30 novembre, 2003 -- 1er dimanche de l'Avent "C"

Jr 33, 14-16; 1 Th 3, 12-4,2; Lc 21, 25...36

 

 

H O M É L I E

 

 

            Ces paroles de Jésus sont apocalyptiques – mais dans le sens original du mot « apocalypse », qui signifie « révélation »  Dans ce récit, Jésus ne décrit pas la fin du monde ou la destruction de la création dans un immense cataclysme, comme on le pense trop souvent.  Il décrit, de façon symbolique, le désordre établi au coeur de l’humanité par la cupidité et l’irresponsabilité de la race humaine.

 

            Jésus n’en reste cependant pas là, il annonce la libération comme le faisait déjà le prophète Jérémie dans la première lecture que nous avons entendue.  Voici venir, dit Jérémie, des jours où j’accomplirai la promesse de bonheur que j’ai adressée à la maison d’Israël et à la maison de Juda.  De même Jésus ne dit pas que, lorsque viendront les signes dont il parle il faille se terrer et se laisser vaincre par la peur.  Il nous invite plutôt à nous redresser, à relever la tête, et à paraître debout devant le Fils de l’homme.

 

            L’humanité, comme chaque personne humaine, passe par des moments de crise.  Ces moments de crise ne sont pas de simples accidents de la nature.  Déjà les prophètes de l’Ancien Testament utilisaient l’image d’une catastrophe cosmique comme symbole de la chute d’un ordre social injuste (voir Is 13,10 ; 34,4 ; Ez 32, 7-8 ; Jl 2, 10.31 ; 3,15). Les guerres engendrées par la cupidité et l’esprit de domination ne manquent pas de nos jours ; et, comme le rappelait Kofi Annan ces jours-ci, l’une des tragédies du monde actuel est que des continents entiers sont à demi décimés par le Sida alors qu’existe la possibilité de freiner le mal.

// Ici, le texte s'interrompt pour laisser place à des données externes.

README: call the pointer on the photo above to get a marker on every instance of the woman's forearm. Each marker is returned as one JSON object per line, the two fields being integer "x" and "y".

Ne manque, dit-il, que la volonté politique.  C’est pourquoi, le message de Jésus est, comme l’était déjà celui des prophètes, un appel à la conversion. 

 

            Devant la crise auquel le monde doit faire face et qui s’exprime par la multiplication des guerres, par l’établissement d’un fossé de plus en plus grand entre les pauvres et les riches -- les pays pauvres et les pays riches -- le soulèvement des opprimés et des humiliés recourrant à des guerres dites non conventionnelles, la réaction des puissants est la peur.  La réaction des gens bien installés, sans ambition ni besoins est l’inquiétude d’être dérangés.  Même ceux qui luttent pour un monde nouveau ont peur – peur de perdre la lutte et de perdre la vie.  Quelle attitude doit avoir le Chrétien devant tout cela ?  La réponse de Jésus est claire : « Redressez-vous et relevez la tête.  Votre rédemption est proche. » 

 

            Cette espérance du Chrétien a un prix ; et ce prix c’est la conversion.  « Que votre coeur ne s’alourdisse pas dans la débauche, l’ivrognerie et les soucis de la vie ».  Saint Paul, dans sa lettre aux Thessaloniciens (deuxième lecture) tire les conséquences d’une telle conversion, qui doit s’exprimer non seulement dans une sainteté de vie sans reproche, mais dans un amour fraternel de plus en plus intense et débordant.

 

            L’espérance est une attitude fondamentale de la vie chrétienne.  Elle s’enracine dans la confiance en l’amour miséricordieux du Père, mais elle implique ses exigences de conversion continuelle.  Le Fils de Dieu s’est fait homme et il est venu sur terre pour libérer l’homme de tous les esclavages du péché et des conséquences du péché ; mais il a confié à ses disciples le soin de continuer et d’achever cette libération qu’il a lui-même commencée. 

 

            La Parousie, où la « fin des temps » n’est pas pour le Chrétien un motif de peur et de terreur,  mais au contraire un motif d’espérance.  C’est qu’à travers toutes les crises, l’humanité s’approche toujours plus de la pleine libération que lui a promise Jésus.  Une libération cependant qui ne saura se réaliser sans un changement des coeurs.  Pleins d’espérance présentons-nous devant Dieu, tenons-nous debout devant lui, Lui demandant la grâce de cette conversion que nous ne pouvons réaliser par nos propres forces.